Parikka gebruikt in zijn boek mediakunst en -theorie als lens om naar het Antropoceen te kijken. Hij laat steeds zien hoe kunstenaars het geofysische in hun kunst verwerken. Cruciale voorbeelden zijn ‘The Last Pictures’ (2012) van Trevor Paglen met zijn extreme tijdsschaal (lang na het einde van de mensheid zal het werk nog steeds rond de aarde cirkelen), de ‘Crystal World’ (2012) projecten van de Engelse kunstenaars Martin Howse, Jonathan Kemp en Ryan Jordan, en Martin Howse’s ‘Earthcode’ projecten zoals ‘Earth Boot’ (2012) waarin hij letterlijk een computer aansluit op de aarde. Via die besprekingen komen vanzelf thema’s als klimaatverandering en de politieke economie van de (post)-industriële productie aan bod.

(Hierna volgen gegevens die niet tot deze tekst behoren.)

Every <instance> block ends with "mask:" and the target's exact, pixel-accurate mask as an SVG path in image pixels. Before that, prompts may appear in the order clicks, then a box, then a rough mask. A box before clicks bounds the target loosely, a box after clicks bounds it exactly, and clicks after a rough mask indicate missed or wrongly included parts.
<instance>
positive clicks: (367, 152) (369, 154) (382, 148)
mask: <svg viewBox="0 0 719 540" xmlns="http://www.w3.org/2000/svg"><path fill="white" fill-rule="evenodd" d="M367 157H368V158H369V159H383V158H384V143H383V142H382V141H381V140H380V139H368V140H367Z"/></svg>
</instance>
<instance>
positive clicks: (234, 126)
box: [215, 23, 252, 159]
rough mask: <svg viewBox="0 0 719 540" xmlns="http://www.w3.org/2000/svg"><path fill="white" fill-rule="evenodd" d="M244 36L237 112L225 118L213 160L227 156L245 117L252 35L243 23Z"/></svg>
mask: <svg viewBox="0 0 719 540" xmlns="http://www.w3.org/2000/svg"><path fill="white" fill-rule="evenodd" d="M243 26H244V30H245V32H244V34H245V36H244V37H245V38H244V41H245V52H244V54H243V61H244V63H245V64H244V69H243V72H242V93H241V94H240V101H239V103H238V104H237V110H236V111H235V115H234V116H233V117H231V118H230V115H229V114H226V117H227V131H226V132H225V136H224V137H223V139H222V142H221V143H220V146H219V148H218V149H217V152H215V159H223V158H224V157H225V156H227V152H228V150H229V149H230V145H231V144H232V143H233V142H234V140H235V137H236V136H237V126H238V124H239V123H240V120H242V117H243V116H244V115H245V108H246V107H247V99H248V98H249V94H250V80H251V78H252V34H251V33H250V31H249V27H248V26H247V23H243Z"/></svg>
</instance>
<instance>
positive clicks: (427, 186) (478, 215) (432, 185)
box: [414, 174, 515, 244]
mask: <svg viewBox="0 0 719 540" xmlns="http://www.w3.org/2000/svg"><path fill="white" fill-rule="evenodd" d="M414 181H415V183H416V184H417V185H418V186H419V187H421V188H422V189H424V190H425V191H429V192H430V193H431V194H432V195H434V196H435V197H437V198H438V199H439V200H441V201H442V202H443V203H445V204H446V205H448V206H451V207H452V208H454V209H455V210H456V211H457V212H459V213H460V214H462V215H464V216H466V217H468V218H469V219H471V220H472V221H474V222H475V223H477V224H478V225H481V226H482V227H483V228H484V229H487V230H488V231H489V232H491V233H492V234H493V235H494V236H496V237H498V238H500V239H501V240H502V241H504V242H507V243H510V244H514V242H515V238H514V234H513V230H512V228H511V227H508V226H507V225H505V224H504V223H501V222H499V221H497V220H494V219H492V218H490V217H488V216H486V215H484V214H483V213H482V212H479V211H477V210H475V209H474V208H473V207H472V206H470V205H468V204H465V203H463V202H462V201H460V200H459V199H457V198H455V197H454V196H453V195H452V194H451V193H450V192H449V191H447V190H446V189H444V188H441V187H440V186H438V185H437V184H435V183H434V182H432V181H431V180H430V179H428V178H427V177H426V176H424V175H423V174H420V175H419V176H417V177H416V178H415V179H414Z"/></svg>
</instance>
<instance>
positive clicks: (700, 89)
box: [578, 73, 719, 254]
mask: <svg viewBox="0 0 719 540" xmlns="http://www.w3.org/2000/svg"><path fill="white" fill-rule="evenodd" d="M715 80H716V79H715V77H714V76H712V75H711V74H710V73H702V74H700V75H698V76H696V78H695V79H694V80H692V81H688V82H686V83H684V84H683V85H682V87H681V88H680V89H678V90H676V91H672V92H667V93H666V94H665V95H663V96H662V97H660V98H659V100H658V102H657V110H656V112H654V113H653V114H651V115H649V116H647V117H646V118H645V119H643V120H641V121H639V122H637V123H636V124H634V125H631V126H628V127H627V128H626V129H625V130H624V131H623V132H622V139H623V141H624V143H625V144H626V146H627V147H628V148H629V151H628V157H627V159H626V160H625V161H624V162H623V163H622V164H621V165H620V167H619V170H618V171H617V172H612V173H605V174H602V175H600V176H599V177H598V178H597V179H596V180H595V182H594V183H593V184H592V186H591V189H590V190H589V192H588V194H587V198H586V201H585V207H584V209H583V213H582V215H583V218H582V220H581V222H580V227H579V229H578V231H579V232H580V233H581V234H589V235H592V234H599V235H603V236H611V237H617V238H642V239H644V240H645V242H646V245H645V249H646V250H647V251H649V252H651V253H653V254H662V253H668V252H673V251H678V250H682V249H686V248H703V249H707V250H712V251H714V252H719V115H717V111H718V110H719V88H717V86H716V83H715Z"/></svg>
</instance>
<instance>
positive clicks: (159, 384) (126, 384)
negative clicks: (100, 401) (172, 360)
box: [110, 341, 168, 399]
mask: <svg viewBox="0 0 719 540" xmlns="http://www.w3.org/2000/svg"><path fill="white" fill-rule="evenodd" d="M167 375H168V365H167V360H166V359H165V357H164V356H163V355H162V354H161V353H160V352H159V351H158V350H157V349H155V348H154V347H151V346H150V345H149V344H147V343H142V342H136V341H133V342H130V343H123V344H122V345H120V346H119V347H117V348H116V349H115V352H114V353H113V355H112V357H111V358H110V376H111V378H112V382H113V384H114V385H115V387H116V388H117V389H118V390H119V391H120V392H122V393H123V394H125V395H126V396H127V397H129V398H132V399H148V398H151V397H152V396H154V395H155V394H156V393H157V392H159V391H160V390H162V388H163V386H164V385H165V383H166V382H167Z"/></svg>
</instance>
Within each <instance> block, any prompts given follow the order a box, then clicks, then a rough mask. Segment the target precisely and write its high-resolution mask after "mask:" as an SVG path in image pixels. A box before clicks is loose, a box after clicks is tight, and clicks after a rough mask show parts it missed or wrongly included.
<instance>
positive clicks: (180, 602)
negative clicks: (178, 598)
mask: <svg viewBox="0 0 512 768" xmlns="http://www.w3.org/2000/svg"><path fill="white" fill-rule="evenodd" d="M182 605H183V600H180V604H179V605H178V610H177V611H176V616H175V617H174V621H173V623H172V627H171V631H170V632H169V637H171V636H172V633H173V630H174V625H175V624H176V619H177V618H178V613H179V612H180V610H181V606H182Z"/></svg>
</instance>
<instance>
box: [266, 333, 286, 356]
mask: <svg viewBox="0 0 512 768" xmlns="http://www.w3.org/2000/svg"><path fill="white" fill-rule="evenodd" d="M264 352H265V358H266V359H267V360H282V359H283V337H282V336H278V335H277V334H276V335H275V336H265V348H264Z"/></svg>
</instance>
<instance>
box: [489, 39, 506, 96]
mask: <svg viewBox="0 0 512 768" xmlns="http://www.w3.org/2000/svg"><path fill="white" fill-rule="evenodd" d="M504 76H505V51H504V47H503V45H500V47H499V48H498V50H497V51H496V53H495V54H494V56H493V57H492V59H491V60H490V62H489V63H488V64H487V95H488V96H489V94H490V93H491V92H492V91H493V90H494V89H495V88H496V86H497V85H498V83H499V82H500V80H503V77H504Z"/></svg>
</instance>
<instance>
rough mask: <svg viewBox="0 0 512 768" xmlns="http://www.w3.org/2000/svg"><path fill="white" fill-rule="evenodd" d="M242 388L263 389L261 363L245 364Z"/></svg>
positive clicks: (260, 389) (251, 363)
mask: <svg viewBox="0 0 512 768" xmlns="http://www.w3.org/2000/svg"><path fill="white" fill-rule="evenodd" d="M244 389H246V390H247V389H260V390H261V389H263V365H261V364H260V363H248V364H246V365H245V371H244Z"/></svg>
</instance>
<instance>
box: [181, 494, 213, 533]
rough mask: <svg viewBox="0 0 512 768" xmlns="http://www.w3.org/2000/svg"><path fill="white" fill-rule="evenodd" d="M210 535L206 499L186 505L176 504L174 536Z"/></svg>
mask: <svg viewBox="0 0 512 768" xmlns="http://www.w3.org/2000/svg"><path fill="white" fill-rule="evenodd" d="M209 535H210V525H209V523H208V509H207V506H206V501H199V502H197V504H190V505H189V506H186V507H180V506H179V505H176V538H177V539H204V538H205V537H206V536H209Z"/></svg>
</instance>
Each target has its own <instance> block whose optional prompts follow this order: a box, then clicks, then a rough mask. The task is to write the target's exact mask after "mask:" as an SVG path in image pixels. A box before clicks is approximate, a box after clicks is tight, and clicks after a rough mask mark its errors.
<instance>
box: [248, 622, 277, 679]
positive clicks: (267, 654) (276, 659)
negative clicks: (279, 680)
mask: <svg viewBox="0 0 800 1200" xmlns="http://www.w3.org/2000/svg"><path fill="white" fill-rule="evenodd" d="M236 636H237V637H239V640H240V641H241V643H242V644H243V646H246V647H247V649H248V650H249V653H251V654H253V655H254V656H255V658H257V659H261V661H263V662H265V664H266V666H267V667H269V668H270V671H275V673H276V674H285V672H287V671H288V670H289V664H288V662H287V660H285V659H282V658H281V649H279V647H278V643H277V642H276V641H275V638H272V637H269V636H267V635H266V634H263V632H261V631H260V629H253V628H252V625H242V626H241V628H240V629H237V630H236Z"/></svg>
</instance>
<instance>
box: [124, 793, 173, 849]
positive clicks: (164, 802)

Parikka herinnert ons er bijvoorbeeld aan dat we allemaal een stukje Afrika bij ons dragen, bijvoorbeeld in de vorm van coltan in de chip van je telefoon. Dat idee is inmiddels een cliché, maar dat maakt het niet minder belangrijk. Als we een hap van de soep nemen waarin we een bouillonblokje van Maggi hebben gegooid, eten we ook Indonesië, Afrika, India en China, de transportlijnen van Zuid-Oost-Azië naar Europa, fabrieken en onderbetaalde arbeid. Het is onontkoombaar. De vraag is wat we eraan doen, en hoe we zo’n kwestie zo kunnen voorstellen dat ze niet langer een fait accompli is als gevolg van een zich quasi-autonoom ontwikkelend systeem waarin een individu geen handelingsvrijheid lijkt te hebben.
Het is inderdaad van het hoogste belang om de materiële en dus zelfs geologische aspecten van de mediacultuur te benadrukken. Het gaat in mediatheorie niet alleen om het semiotische (teken)niveau en de invloed daarvan op de ‘geestelijke sfeer’. De ‘cloud’ met data is niet immaterieel. De mediacultuur impliceert in de huidige vorm economische uitbuiting, uitputting van de aarde en vervuiling. Het is hoog tijd om de aarde niet langer als een object en als een ‘resource’ te beschouwen. (Vooral de geologie en de mijnbouw zorgden er vanaf de achttiende eeuw voor dat we de aarde op die manier gingen zien ). We moeten de relatie met de aarde drastisch veranderen als we willen dat de menselijke beschaving overleeft. De these van het Antropoceen dwingt tot grondig morrelen aan een aantal concepten die eeuwenlang ons denken hebben beheerst. Dat is ook de reden waarom de (media)kunst die over geofysische aspecten gaat, intrigeert. 

Theorie

Herhaaldelijk benadrukt Parikka in ‘A Geology of Media’ dat de dingen waarover hij schrijft niet los gezien kunnen worden van politieke kwesties. Tegelijk blijft hij veilig binnen de mediatheorie. Dat mag natuurlijk – waarom zou een boek niet over mediatheorie mogen gaan? – en toch wringt het soms. Parikka lijkt ook meer op zijn gemak binnen de mediatheoretische discussies dan wanneer het gaat over filosofische thema’s als de herdefinitie van natuur, ecologie of de verhouding tussen mens en aarde. Die thema’s worden overigens duidelijk aangestipt en Parikka’s positie is helder, maar het gaat nooit verder dan een aantikken van Donna Haraway’s begrip van ‘natureculture’, Guattari’s idee van ecologie, of Bruno Latours analyse van de scheiding tussen natuur en cultuur.
Ik vroeg Parikka wat mediatheorie en mediageschiedenis kunnen bijdragen aan onze ideeën over ecologie, economie en politiek. Hij antwoordde dat juist mediastudies en -theorie perfect geëigend zijn om het over de kruisverbanden te hebben: “Sociale kwesties treffen er op design, politiek raakt aan ecologie en economie. De milieucrisis, die wordt aangejaagd en versneld door ons economisch systeem, is zo’n enorme catastrofe dat we ons er op alle niveaus en in alle disciplines mee bezig moeten houden. Theorie is geen afstandelijke reflectie maar een sociale en culturele activiteit. De kritische academische wereld is precies de plek waar kennis wordt geproduceerd die niet gaat over economische waarde, maar over waarde voor het leven, en voor een leven dat het waard is om geleefd te worden.”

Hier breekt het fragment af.